Andi Saputra - detikNews
Jakarta - Mahkamah Agung (MA) menorehkan sejarah baru.
Di bawah kepemimpinan Hatta Ali, MA berhasil mengadili 14.736 kasus
dalam setahun yang masuk ke meja hakim agung. Jumlah ini berbeda jauh
dibandingkan Mahkamah Konstitusi (MK) yang hanya mengadili 200-an
perkara per tahun.
Hingga akhir November 2013, perkara yang
berhasil diputus berjumlah 14.736 perkara. Menurut Ketua MA,
produktivitas dalam memutus perkara di tahun 2013 yang mencapai jumlah
14.736 merupakan yang tertinggi dalam satu dekade terakhir, bahkan dalam
sejarah MA.
Jumlah ini melampaui rekor memutus perkara tertinggi
sebelumnya di tahun 2010 yang mencapai 13.891 perkara. Jumlah perkara
putus yang tinggi ini berdampak pada berkurangnya sisa perkara hingga
hanya berjumlah 6.592 perkara.
"Ini merupakan sisa perkara paling rendah sepanjang sejarah MA," kata Hatta Ali seperti dilansir website MA, Jumat (20/12/2013).
Mantan
Ketua Muda MA bidang Pengawasan ini membandingkan capaian dengan tahun
2012 yang hanya berhasil memutus 10.995 kasus. Sehingga sisa perkara
melambung menjadi 10.112 kasus. Padahal di tahun sebelumnya perkara
putus berjumlah 13.719 dan sisa perkara berada di angka 7.695.

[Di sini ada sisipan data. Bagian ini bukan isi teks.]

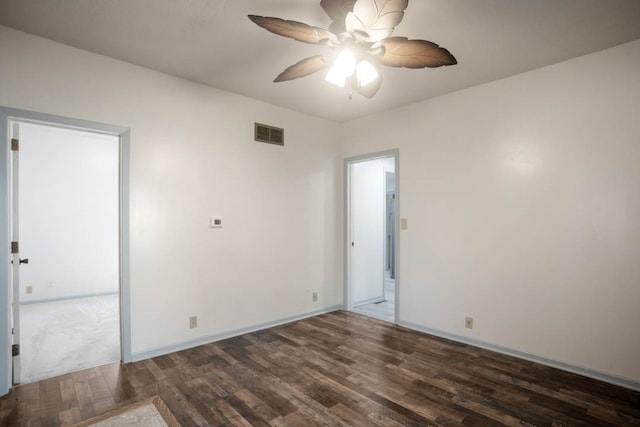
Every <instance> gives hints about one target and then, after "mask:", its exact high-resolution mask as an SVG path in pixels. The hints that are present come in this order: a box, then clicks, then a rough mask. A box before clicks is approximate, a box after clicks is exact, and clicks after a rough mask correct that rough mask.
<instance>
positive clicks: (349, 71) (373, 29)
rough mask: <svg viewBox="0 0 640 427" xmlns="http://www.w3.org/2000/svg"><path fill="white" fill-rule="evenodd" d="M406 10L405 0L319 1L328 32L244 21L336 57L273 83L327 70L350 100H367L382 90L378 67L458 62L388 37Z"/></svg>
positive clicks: (297, 71)
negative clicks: (313, 44)
mask: <svg viewBox="0 0 640 427" xmlns="http://www.w3.org/2000/svg"><path fill="white" fill-rule="evenodd" d="M408 5H409V0H322V1H320V6H321V7H322V8H323V9H324V11H325V12H326V13H327V15H328V16H329V18H331V20H332V21H333V22H332V24H331V26H330V27H329V30H325V29H323V28H319V27H314V26H311V25H308V24H305V23H303V22H297V21H289V20H284V19H281V18H274V17H268V16H257V15H249V19H250V20H251V21H253V22H254V23H255V24H256V25H258V26H260V27H262V28H264V29H266V30H267V31H270V32H272V33H274V34H277V35H279V36H283V37H288V38H291V39H294V40H297V41H300V42H304V43H309V44H314V45H320V46H326V47H329V48H331V49H332V50H333V52H335V53H337V55H336V56H334V55H335V53H333V54H332V55H328V57H327V56H323V55H316V56H312V57H309V58H306V59H303V60H302V61H300V62H298V63H296V64H294V65H292V66H290V67H288V68H287V69H286V70H285V71H284V72H282V73H280V75H279V76H278V77H277V78H276V79H275V80H274V81H275V82H283V81H287V80H294V79H297V78H299V77H304V76H308V75H310V74H313V73H315V72H317V71H320V70H324V69H326V68H328V67H331V68H330V70H329V72H328V73H327V75H326V76H325V80H326V81H328V82H330V83H332V84H334V85H336V86H339V87H342V88H344V87H348V88H349V99H351V91H352V90H353V91H355V92H356V93H358V94H360V95H362V96H365V97H367V98H371V97H373V96H374V95H375V94H376V93H377V92H378V90H379V89H380V86H381V85H382V74H381V73H380V67H381V66H382V65H384V66H387V67H397V68H403V67H404V68H435V67H441V66H445V65H455V64H457V63H458V61H457V60H456V58H455V57H454V56H453V55H451V53H450V52H449V51H448V50H447V49H445V48H443V47H440V46H438V45H437V44H436V43H433V42H430V41H427V40H409V39H408V38H407V37H395V36H394V37H391V34H392V33H393V31H394V30H395V27H396V26H397V25H398V24H400V22H401V21H402V18H403V17H404V11H405V9H406V8H407V6H408ZM331 58H333V60H331ZM364 58H366V59H364Z"/></svg>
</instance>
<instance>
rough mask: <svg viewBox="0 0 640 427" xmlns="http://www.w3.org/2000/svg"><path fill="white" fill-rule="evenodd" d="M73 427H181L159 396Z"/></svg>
mask: <svg viewBox="0 0 640 427" xmlns="http://www.w3.org/2000/svg"><path fill="white" fill-rule="evenodd" d="M74 426H75V427H94V426H95V427H122V426H137V427H138V426H143V427H181V424H180V423H179V422H178V420H177V419H176V417H174V416H173V414H172V413H171V411H170V410H169V408H168V407H167V405H166V404H165V403H164V401H163V400H162V399H161V398H160V397H159V396H154V397H151V398H149V399H146V400H143V401H140V402H136V403H132V404H131V405H127V406H123V407H122V408H117V409H114V410H113V411H110V412H107V413H106V414H103V415H100V416H97V417H94V418H91V419H90V420H87V421H83V422H81V423H79V424H74Z"/></svg>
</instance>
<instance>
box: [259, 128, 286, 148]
mask: <svg viewBox="0 0 640 427" xmlns="http://www.w3.org/2000/svg"><path fill="white" fill-rule="evenodd" d="M255 140H256V141H258V142H266V143H267V144H275V145H283V146H284V129H280V128H277V127H273V126H268V125H263V124H261V123H256V124H255Z"/></svg>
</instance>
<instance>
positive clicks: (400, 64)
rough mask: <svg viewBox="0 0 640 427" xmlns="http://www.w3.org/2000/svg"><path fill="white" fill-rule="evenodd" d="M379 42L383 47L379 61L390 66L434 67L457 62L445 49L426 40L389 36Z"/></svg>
mask: <svg viewBox="0 0 640 427" xmlns="http://www.w3.org/2000/svg"><path fill="white" fill-rule="evenodd" d="M380 44H381V45H382V46H383V47H384V54H383V55H382V57H381V58H380V62H381V63H382V64H384V65H388V66H390V67H406V68H425V67H429V68H435V67H441V66H443V65H455V64H457V63H458V61H457V60H456V58H455V57H454V56H453V55H452V54H451V53H449V51H448V50H447V49H445V48H443V47H440V46H438V45H437V44H435V43H432V42H429V41H426V40H409V39H407V38H406V37H390V38H388V39H385V40H382V41H381V42H380Z"/></svg>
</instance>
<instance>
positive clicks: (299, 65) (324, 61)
mask: <svg viewBox="0 0 640 427" xmlns="http://www.w3.org/2000/svg"><path fill="white" fill-rule="evenodd" d="M329 65H330V62H328V61H327V60H326V59H325V58H324V56H322V55H316V56H311V57H309V58H305V59H303V60H302V61H300V62H298V63H297V64H294V65H292V66H290V67H289V68H287V69H286V70H284V71H283V72H282V73H280V75H279V76H278V77H276V79H275V80H274V82H284V81H286V80H293V79H298V78H300V77H304V76H308V75H309V74H313V73H315V72H316V71H320V70H322V69H323V68H327V67H328V66H329Z"/></svg>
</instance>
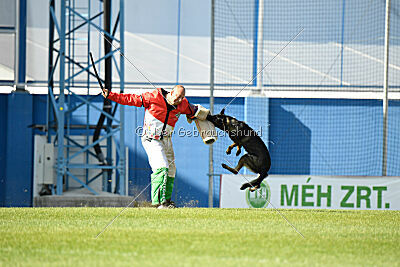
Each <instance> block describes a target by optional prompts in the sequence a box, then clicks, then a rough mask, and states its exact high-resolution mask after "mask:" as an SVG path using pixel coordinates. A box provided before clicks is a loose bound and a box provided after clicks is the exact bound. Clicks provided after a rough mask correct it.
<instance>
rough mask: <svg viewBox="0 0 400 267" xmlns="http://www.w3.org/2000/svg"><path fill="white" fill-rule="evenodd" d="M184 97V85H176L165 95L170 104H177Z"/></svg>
mask: <svg viewBox="0 0 400 267" xmlns="http://www.w3.org/2000/svg"><path fill="white" fill-rule="evenodd" d="M184 98H185V87H183V86H182V85H176V86H175V87H174V88H173V89H172V91H171V92H170V93H169V94H168V95H167V101H168V103H169V104H171V105H179V104H180V103H181V102H182V100H183V99H184Z"/></svg>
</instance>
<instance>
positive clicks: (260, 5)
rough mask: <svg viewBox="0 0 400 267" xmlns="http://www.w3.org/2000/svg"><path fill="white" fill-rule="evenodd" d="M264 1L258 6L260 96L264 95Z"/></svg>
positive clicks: (259, 4)
mask: <svg viewBox="0 0 400 267" xmlns="http://www.w3.org/2000/svg"><path fill="white" fill-rule="evenodd" d="M263 26H264V0H259V5H258V31H257V50H258V53H257V73H260V74H259V75H258V76H257V92H258V93H259V94H261V93H262V84H263V73H262V71H261V70H262V69H263V67H264V66H263V63H264V62H263V58H264V53H263V52H264V42H263V39H264V38H263V33H264V27H263Z"/></svg>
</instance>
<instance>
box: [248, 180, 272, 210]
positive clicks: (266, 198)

Menurunnya jumlah produktivitas di tahun 2012 ini bukan dikarenakan
rendahnya etos kerja hakim agung. Sebab banyak faktor yang saling
berkontribusi terhadap menurunnya jumlah perkara putus.
"Tahun
2012 banyak hakim agung yang pensiun, terjadi suksesi kepemimpinan di
awal tahun 2013, dan banyak hakim yang terlibat di berbagai kegiatan di
luar sehingga berpengaruh kepada menurunnya jumlah perkara putus," jelas
hakim agung yang menyandang gelar doktor dari Universitas Padjadjaran
(Unpad) itu.
Berkaca dengan fenomena menurunnya produktivitas
tersebut, di tahun 2013 telah dilakukan berbagai perubahan kebijakan.

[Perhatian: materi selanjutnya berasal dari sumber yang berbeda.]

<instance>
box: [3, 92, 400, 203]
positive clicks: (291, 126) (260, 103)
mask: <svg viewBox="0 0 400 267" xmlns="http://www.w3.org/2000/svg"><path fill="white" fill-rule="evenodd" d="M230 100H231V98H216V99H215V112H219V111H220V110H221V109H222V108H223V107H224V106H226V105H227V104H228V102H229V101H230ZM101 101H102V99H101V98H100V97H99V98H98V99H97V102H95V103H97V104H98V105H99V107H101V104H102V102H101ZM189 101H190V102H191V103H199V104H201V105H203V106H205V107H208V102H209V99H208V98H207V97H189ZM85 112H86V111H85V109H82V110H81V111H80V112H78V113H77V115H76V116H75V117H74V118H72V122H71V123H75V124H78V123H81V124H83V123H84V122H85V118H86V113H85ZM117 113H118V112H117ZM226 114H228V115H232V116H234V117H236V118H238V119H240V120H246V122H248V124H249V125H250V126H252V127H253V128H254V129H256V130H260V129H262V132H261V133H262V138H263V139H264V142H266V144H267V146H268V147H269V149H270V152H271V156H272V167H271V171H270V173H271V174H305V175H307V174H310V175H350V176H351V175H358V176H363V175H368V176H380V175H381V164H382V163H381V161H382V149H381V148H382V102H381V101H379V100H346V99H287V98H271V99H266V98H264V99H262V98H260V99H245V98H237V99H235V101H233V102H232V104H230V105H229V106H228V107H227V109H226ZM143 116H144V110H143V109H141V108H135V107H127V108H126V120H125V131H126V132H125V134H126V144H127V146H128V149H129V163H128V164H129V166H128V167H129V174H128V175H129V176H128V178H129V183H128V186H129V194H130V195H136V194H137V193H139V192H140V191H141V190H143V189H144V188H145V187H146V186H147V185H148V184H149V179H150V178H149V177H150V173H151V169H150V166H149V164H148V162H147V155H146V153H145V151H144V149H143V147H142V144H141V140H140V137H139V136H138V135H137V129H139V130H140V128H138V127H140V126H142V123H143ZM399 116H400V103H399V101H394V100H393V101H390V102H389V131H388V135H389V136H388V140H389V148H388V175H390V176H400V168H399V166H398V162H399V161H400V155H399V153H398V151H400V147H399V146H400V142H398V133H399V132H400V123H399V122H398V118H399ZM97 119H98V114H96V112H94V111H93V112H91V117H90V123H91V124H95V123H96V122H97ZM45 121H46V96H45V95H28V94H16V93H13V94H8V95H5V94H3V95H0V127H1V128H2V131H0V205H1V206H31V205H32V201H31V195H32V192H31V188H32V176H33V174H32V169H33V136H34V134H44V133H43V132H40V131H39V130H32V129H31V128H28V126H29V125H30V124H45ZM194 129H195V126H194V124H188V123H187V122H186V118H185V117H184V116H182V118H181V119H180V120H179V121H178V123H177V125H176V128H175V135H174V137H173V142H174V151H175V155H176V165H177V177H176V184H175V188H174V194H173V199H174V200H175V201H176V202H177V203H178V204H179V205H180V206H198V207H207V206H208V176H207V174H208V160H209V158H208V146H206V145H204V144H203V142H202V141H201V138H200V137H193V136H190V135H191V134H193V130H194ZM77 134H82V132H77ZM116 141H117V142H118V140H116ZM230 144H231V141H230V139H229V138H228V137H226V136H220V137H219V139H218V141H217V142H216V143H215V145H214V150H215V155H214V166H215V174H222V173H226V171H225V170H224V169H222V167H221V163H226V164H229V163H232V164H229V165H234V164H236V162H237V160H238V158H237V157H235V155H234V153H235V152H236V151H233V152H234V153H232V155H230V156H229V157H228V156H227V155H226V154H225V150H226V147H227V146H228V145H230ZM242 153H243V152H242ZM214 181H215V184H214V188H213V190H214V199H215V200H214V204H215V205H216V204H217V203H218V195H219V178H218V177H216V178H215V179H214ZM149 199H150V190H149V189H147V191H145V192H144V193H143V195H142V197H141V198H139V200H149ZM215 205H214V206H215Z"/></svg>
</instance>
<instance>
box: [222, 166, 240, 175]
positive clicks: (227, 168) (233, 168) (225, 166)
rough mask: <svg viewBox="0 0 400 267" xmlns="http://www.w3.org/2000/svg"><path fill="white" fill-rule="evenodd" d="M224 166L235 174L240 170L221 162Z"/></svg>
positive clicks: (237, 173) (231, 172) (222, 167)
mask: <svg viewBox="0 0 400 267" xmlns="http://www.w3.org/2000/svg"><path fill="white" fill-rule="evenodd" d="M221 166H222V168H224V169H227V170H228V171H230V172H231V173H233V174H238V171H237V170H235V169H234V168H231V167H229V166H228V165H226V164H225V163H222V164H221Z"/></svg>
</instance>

Seperti hakim agung "dilarang" beraktivitas di luar gedung MA di hari
dan jam kerja. Permintaan menjadi nara sumber dapat dipenuhi sepanjang
mendapat izin Ketua MA. Di tahun 2013, Rakernas juga ditiadakan.

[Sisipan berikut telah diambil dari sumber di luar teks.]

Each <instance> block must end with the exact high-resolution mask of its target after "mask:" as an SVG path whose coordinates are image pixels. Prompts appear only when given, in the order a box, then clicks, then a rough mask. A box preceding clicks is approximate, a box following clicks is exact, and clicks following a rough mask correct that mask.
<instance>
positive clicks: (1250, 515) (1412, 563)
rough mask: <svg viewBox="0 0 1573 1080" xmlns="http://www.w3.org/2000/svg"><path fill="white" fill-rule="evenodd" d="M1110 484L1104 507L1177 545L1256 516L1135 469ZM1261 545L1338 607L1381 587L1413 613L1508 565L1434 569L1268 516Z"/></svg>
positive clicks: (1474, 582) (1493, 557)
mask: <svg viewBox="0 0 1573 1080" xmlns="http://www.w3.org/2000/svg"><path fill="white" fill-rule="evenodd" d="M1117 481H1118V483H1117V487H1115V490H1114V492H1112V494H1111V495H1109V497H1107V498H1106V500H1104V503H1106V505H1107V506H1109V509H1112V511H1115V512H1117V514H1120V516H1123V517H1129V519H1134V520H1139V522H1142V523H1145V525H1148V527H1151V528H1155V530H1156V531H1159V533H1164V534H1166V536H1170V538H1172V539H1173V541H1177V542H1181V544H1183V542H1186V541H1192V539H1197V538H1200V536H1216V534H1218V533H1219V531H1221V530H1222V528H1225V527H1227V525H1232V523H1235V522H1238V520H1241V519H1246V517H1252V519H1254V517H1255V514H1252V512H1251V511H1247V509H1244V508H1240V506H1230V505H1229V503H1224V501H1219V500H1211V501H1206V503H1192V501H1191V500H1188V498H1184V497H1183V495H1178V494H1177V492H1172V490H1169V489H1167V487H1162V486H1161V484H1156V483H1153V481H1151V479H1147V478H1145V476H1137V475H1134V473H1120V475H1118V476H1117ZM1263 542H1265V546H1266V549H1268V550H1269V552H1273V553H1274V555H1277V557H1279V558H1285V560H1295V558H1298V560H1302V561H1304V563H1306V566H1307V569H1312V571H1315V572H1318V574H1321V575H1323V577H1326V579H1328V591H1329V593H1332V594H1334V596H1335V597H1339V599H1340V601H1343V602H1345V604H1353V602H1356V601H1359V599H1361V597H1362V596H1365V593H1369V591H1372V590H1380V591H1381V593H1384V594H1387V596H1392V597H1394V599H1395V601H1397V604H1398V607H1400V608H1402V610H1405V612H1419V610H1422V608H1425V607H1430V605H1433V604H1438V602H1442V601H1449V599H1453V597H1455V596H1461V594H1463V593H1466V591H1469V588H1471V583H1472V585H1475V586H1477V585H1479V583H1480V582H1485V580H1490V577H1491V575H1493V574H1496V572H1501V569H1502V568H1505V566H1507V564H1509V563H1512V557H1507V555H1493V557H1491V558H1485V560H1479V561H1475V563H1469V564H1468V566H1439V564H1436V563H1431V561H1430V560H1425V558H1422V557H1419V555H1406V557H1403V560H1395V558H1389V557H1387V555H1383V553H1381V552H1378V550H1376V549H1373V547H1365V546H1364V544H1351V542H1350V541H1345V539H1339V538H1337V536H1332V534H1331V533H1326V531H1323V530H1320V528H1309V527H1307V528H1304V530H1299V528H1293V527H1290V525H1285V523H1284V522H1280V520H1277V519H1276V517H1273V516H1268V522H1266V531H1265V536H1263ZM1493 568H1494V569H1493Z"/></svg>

Kebijakan lainnya adalah dengan menerbitkan SK yang mengubah sistem
membaca berkas bergiliran menjadi membaca berkas bersama. SK ini pun
membatasi jangka waktu memutus perkara untuk perkara biasa paling lama
tiga bulan.
"Dengan implementasi SK ini, diharapkan di tahun 2014
jumlah perkara putus akan lebih meningkat karena hari musyawarah dan
ucapan telah ditetapkan di muka," ucap Hatta Ali berharap.